Het was een kleine eeuw geleden ook niet altijd ‘pais en vree’ op school. Daarvan getuigt bijvoorbeeld een in het archief van de voormalige gemeente Stad Hardenberg bewaard gebleven getypte minuut (een afschrift van een verzonden brief). Het begin ervan luidt als volgt:

“Stad Hardenberg, den 24 januari 1925. Bij dezen hebben wij de eer u het volgende mede te deelen. Blijkens mededeelingen, gedaan door het personeel der openbare lagere school aan den Stationsweg aan het College van Burgemeester en Wethouders dezer gemeente, laat de verhouding van dat personeel met het waarnemend hoofd dier inrichting alles te wenschen over. In den laatsten tijd wordt deze verhouding zoo, dat ingrijpen van ons College noodig wordt geacht.

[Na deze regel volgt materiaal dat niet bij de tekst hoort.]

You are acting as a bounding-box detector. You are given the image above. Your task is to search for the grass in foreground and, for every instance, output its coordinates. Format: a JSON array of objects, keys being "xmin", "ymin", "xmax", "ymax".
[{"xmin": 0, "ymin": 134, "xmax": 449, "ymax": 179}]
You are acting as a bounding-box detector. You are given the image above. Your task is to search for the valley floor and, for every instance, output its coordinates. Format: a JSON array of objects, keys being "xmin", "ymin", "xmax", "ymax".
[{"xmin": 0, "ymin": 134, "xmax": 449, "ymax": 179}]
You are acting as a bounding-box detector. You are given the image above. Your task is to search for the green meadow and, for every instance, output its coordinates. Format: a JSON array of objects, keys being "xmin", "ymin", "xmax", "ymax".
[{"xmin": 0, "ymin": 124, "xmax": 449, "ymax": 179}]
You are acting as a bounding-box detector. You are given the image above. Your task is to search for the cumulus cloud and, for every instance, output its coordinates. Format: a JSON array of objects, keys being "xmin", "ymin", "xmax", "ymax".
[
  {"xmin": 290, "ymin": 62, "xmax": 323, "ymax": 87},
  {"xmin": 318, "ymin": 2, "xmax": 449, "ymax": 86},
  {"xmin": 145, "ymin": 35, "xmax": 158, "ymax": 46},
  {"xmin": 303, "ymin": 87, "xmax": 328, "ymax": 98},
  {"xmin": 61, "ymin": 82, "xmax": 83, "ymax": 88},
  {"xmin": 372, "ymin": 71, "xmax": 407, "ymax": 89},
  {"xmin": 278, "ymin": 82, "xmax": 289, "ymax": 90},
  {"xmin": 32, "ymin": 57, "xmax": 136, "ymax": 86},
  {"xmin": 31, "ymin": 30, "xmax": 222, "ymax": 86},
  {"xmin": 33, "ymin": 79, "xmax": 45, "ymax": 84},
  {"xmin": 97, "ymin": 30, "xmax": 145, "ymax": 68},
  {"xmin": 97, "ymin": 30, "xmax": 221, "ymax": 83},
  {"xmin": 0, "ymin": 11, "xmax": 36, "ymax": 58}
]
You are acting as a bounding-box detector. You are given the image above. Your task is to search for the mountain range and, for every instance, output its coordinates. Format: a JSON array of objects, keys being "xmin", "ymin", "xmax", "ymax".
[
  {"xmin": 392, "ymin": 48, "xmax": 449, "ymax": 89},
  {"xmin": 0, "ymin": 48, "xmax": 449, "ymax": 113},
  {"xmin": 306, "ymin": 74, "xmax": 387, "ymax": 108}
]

Door het personeel wordt aangevoerd, in de eerste plaats, dat het hoofd der school geen toezicht houdt op de leerlingen, vóór, tusschen en na de schooltijden, waardoor vooral de leerlingen der M.U.L.O.-afdeeling zich een vrijheid veroorloven, die thuis hoort, althans kan worden gebillijkt, bij halve wilden. Het ‘spelen’ ontaardt in formele vechtpartijen, die, hunne gevolgen maken dit duidelijk, soms levensgevaar voor de leerlingen kunnen veroorzaken. Afgezien van dit, behoort een dergelijk optreden dan ook met alle kracht door het personeel, in de eerste plaats door het hoofd der school, te worden tegengegaan om den naam der onderwijsinrichting ook buiten de muren hoog te houden.

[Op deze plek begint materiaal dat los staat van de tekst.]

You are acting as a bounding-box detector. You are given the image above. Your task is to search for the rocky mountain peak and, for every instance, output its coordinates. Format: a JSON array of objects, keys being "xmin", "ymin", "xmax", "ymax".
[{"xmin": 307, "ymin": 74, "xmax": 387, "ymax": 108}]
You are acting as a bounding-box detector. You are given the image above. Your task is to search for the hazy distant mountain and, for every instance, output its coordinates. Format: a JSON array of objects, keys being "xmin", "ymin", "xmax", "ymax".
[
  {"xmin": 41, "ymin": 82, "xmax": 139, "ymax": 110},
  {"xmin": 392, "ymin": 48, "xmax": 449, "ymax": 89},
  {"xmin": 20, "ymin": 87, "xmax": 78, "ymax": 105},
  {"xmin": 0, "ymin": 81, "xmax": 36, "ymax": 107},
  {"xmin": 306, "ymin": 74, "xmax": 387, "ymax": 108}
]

Klachten van ouders over de ontaarding hunner kinderen zijn in dit verband grievend en onaangenaam. Nu blijft het steeds moeilijk voor een recht sprekend lichaam om de juiste oorzaken en gevolgen te wijten aan hem of haar die ze geweten moeten worden, vandaar dat het plicht is in dezen van de overheid zich op het standpunt te plaatsen dat hij, die met de leiding van welke inrichting dan ook, is belast, deze taak naar behooren vervult. Voorop zij dus gesteld dat het personeel in het algemeen zich heeft te onderwerpen aan de aanwijzingen van hem, die met de leiding van rechtswege is belast…”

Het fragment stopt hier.